Le conseil de juridiction, un fortifiant pour la justice de proximité

La création d’un conseil de juridiction, c’est une proposition du premier président de la cour d’appel et du procureur général. Une instance de dialogue dont le fonctionnement constituera une garantie pour l’avenir de la cour d’appel de Grenoble. On n’est jamais trop prudent.

La cour d’appel de Grenoble conserve l’intégralité de ses prérogatives. C’est ce qui est ressorti des décisions annoncées le 20 avril par le ministère de la Justice quant à l’organisation de la carte judiciaire. L’affaire n’allait pas de soi. Il avait été un temps envisagé de fermer nombre de cours d’appel pour n’en laisser subsister qu’une seule par région : celles de Grenoble et de Chambéry auraient alors été absorbées par celle de Lyon.

Jacques Dallest, David Roguet et Jean-François Beynel. (Photo Caroline Thermoz-Liaudy)

Magistrats et avocats se sont mobilisés pour qu’il n’en soit pas ainsi. Et ils ont obtenu satisfaction. Raison pour laquelle, à l’invitation du Premier président de la cour d’appel, Jean-François Bleynel; du procureur général, Jacques Dallest; et du bâtonnier du barreau de Grenoble, David Roguet, une rencontre informelle a dernièrement été organisée au palais de justice avec élus et personnalités du département. Histoire de marquer un contentement général après cette heureuse issue.

L’idée d’une cour d’appel des Alpes

C’est que les interventions ont été nombreuses pour assurer le maintien du plein exercice de la cour d’appel de Grenoble. Il a fallu beaucoup expliquer en quoi le fonctionnement de la cour grenobloise est important, non seulement pour le justiciable, mais également pour le tissu économique local. « Nous avons su être constructifs et avancer des propositions », soulignait le bâtonnier. Et notamment celle de la création d’une cour d’appel des Alpes, regroupant les sites de Grenoble et de Chambéry, chacun se spécialisant dans ses domaines d’excellence. « Cette proposition n’a pas abouti, mais elle constitue une ligne de défense efficace si la refonte de la carte des cours d’appel venait à resurgir dans l’agenda ministériel ».

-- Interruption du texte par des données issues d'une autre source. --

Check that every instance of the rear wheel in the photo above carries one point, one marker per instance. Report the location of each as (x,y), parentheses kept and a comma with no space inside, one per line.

Elus et personnalités du monde économique avaient répondu à l’invitation des magistrats et des avocats. (photo Caroline Thermoz-Liaudy)

De fait, magistrats et avocats n’entendent pas rester l’arme au pied. Un juriste averti en vaut plusieurs, sans doute. Aussi ont-ils profité de cette rencontre informelle avec des personnalités iséroises pour avancer l’idée d’un conseil de juridiction. L’ambition, c’est celle de pérenniser les relations nouées avec les élus et le monde économique lorsqu’il s’agissait d’intervenir dans l’urgence pour le maintien de la cour d’appel dans la plénitude de ses fonctions.

Des dossiers de la vie de tous les jours

Le premier président indiquait ainsi que ce conseil de juridiction, prévu par les textes mais jamais concrétisé à Grenoble, « serait une sorte de conseil d’administration composé de représentants des personnels de la justice, d’élus, de délégués de la vie économique… ». Une instance de concertation qui permettrait à la justice de mieux échanger avec la société civile et de consolider la qualité de ses liens avec le tissu social local. Le procureur général Jacques Dallest, dont on sait l’attachement au dialogue sur le terrain avec le justiciable, décrivait tout l’intérêt d’échanges à plusieurs voix sur des dossiers comme l’habitat indigne, les défaillances et reprises d’entreprises, les personnes âgées… Toutes questions sur lesquelles un approfondissement préalable de la connaissance est évidemment un atout pour la justice lorsqu’elle doit se prononcer.

Plus forts ensemble

Ces liens resserrés entre la cour d’appel de Grenoble, l’institution judiciaire en général et le monde économique et politique dauphinois seront bien évidemment un atout s’il fallait à nouveau faire mesurer la nécessité d’une implantation locale du service public de la justice. Car nombreux sont les professionnels de la justice et les élus qui partagent l’avis du bâtonnier Roguet : « les tentatives de refonte de la carte judiciaire ne sont pas derrière nous et l’ouvrage reviendra sur le métier; il nous appartient dès aujourd’hui d’être les plus forts dans nos propositions et nos pratiques ».